Chalk dust floats in midday shafts of sunlight and my thoughts drift.

I see myself gasping helplessly in mangled wreckage, my life ebbing away.

Then, ‘Don’t worry, pal. We’ll soon have you out of here. You’re safe. I’m a nurse.’

I look to my rescuer. But relief turns to horror as my gaze takes in the moral nightmare that confronts me: maroon mohair – and Hush Puppies.

‘Boys, you need to realize how very different women are from men in their attitudes and assumptions. For instance: you return home at the end of a taxing day at work. Your wife serves your dinner. You eat it with a good appetite. And then, to your astonishment, your better half bursts into a flood of tears.

'“Whatever is the matter?” you inquire. And through her sobs you learn the cause of this contretemps: “I have spent the whole of today making and hanging a new set of curtains for our dining room. And you have not even noticed!”’

There are guffaws from around the room.

‘Yes, boys, amusing enough. And yet how very much a part of the natural scheme of things.
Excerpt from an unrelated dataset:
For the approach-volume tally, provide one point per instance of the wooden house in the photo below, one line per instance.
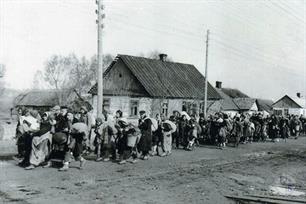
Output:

It is in the female nature to prize and cherish such domestic matters. And it is equally a part of the male psyche to fail to notice them.

'It is your duty as a man and as a husband to make allowances. Always remember: that is how she is; that is how you are.’

‘But, Brother, the thing is…. Well, actually…. I would have noticed. We’d probably have chosen the material together. A jokey design with a pop-art theme. Maybe in the sale at Habitat.’

My interjection, of course, is silent.

I’ve decades ahead of me in which to work out what it means to be a man.